Abstract

Serum copper and zinc levels were measured in 84 treated male epileptics, aged between 6 and 18 years, by an atomic absorption spectroscopic method. These patients were selected randomly from a residential special school. Twenty drug-free healthy but educationally subnormal (ESN) male subjects of similar age group from the same school acted as controls. No abnormality in serum zinc level was observed. In nineteen (22.6%) epileptics, copper levels were above the upper level of normal range (20.5 mumol/l), whereas this was only marginally elevated (20.8 mumol/l) in one (5%) ESN subject. The mean copper level in all epileptics was higher than the controls (P less than 0.01), but there was no difference between the epileptics treated with sodium valproate alone and the ESN group.

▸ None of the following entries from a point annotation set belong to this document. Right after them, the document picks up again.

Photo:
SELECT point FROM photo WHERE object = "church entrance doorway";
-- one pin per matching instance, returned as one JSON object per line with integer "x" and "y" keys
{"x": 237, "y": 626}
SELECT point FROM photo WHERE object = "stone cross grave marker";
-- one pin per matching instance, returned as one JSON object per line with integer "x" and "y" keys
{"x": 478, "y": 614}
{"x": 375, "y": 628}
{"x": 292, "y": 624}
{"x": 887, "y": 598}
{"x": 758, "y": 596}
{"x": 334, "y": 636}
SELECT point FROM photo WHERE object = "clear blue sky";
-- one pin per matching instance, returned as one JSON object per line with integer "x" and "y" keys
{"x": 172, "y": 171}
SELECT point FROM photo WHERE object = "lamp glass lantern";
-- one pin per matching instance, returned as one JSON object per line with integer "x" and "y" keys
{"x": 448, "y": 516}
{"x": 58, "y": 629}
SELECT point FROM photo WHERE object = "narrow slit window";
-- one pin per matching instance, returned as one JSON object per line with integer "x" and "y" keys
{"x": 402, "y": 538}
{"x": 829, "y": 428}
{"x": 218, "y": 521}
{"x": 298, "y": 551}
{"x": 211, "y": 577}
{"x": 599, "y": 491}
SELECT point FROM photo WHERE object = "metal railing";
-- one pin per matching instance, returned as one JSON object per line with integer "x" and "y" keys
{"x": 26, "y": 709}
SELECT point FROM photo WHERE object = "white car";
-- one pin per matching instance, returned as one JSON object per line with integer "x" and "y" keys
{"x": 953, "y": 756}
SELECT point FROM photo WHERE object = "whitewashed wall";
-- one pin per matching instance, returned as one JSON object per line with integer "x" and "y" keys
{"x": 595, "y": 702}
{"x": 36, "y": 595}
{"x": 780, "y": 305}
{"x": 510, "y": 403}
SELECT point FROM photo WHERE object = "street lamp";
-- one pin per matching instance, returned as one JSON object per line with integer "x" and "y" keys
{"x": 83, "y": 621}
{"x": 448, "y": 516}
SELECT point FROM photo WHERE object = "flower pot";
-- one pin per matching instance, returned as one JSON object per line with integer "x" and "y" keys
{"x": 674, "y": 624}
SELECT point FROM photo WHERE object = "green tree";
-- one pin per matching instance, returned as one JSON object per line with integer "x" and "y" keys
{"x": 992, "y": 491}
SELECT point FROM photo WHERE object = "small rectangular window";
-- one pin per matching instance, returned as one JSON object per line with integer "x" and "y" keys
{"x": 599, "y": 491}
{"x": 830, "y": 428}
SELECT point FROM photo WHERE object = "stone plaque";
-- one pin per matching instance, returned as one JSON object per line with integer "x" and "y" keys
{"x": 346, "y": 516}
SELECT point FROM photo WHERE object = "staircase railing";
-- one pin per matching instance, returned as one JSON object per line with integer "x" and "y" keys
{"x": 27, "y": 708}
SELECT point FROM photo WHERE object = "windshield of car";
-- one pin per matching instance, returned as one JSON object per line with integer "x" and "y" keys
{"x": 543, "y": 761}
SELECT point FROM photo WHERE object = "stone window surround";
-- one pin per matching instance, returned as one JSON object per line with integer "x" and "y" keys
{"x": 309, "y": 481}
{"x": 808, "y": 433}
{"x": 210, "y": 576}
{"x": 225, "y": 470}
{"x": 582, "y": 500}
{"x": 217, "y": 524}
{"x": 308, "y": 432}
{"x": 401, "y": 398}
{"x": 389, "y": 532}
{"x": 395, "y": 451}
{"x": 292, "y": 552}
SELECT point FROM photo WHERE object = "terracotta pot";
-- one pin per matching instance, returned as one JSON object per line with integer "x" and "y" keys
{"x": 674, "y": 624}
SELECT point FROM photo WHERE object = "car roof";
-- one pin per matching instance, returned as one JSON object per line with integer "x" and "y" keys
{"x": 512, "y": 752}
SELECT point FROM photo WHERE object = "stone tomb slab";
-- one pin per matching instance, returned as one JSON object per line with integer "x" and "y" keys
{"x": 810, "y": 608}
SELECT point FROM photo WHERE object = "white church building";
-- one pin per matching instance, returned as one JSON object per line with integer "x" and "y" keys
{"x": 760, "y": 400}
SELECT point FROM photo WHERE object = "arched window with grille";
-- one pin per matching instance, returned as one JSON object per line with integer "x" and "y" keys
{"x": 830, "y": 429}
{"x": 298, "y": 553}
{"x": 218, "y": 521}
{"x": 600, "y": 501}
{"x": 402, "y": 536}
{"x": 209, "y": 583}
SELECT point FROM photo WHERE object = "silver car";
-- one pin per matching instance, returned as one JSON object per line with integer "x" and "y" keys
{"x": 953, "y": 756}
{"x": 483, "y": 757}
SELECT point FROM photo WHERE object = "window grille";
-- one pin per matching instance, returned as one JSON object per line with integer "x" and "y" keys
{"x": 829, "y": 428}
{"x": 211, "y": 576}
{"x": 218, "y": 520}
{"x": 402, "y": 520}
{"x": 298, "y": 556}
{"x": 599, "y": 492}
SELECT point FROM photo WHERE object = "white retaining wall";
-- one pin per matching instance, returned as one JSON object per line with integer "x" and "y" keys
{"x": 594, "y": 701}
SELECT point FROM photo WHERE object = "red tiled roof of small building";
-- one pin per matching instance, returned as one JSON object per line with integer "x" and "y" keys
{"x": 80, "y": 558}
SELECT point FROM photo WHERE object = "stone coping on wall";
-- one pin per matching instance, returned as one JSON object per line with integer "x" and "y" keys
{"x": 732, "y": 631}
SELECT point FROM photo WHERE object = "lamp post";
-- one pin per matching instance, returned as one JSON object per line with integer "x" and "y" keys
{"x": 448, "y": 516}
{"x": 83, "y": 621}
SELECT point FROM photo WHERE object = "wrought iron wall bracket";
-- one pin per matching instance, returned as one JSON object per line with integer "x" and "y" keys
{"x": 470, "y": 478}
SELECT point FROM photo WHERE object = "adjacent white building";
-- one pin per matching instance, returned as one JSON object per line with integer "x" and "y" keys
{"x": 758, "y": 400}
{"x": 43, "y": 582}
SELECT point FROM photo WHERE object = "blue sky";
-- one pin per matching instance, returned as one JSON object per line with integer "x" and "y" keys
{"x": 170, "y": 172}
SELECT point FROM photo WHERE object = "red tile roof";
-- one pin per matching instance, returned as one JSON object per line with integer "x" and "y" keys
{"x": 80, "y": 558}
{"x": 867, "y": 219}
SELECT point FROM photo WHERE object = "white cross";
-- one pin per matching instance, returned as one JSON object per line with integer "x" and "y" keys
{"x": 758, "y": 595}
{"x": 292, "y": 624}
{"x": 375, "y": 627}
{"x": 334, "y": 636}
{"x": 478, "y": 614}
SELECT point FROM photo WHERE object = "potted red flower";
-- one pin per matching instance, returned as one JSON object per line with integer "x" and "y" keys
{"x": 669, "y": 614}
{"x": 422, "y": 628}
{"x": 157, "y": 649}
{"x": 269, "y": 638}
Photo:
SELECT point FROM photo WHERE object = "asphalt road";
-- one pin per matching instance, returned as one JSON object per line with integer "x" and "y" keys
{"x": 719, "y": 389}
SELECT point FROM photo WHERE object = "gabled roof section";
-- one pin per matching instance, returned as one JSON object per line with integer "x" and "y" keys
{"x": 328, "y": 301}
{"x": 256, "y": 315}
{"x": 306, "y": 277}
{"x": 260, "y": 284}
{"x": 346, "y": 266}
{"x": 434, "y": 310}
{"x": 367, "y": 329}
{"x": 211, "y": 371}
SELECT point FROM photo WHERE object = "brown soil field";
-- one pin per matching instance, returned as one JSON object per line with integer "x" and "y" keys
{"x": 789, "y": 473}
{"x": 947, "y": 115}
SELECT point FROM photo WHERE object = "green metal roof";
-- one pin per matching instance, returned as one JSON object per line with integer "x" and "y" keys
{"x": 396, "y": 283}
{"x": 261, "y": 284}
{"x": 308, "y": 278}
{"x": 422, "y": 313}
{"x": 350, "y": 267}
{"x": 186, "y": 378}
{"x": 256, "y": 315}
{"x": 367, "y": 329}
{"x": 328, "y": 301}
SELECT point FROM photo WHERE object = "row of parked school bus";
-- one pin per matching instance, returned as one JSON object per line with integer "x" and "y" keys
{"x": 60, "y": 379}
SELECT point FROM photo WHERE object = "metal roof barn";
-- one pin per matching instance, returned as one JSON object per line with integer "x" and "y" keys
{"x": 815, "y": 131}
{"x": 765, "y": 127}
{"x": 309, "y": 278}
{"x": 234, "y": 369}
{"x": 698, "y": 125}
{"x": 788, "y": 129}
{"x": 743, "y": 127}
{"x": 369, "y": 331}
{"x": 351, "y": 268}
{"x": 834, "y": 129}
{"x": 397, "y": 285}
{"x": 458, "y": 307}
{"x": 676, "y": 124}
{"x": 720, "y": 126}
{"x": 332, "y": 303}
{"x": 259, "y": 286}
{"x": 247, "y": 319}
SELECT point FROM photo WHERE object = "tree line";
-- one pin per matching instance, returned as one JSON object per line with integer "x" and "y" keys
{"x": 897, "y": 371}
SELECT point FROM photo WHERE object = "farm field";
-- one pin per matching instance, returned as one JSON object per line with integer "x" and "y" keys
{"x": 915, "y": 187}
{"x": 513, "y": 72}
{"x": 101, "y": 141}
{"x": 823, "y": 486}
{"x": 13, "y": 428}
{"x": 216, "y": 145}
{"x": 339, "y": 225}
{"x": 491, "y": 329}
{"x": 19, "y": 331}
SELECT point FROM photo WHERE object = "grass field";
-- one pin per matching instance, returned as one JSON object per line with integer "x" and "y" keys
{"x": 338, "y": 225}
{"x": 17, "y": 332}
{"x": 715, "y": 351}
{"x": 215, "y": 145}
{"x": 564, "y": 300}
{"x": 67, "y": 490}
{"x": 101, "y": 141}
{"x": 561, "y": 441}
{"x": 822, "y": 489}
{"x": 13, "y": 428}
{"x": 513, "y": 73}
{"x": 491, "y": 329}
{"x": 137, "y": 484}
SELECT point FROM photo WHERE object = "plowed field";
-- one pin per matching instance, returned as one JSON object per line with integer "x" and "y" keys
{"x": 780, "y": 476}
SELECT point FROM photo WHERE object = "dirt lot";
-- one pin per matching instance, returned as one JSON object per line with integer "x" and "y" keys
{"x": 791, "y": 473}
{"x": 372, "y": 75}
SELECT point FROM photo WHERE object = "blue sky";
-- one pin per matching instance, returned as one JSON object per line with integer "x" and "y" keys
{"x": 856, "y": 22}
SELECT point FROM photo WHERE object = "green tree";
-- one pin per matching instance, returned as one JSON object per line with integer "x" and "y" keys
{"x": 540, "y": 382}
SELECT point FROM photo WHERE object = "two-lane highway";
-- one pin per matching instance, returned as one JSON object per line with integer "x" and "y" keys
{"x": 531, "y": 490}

The patients who were receiving carbamazepine either as monotherapy or in combination with other drugs except phenytoin, had higher mean copper levels than the controls (P less than 0.01). A similar observation was made in relation with phenytoin polytherapy (but excluding carbamazepine). There also appeared to be an association between the high serum copper levels and diffuse/generalized electroencephalographic changes (P less than 0.001). Some antiepileptic drugs, particularly carbamazepine, can produce such electroencephalographic abnormalities. It is concluded that hypercupraemia observed in these treated epileptics were related to the induction of caeruloplasmin synthesis by phenytoin and carbamazepine.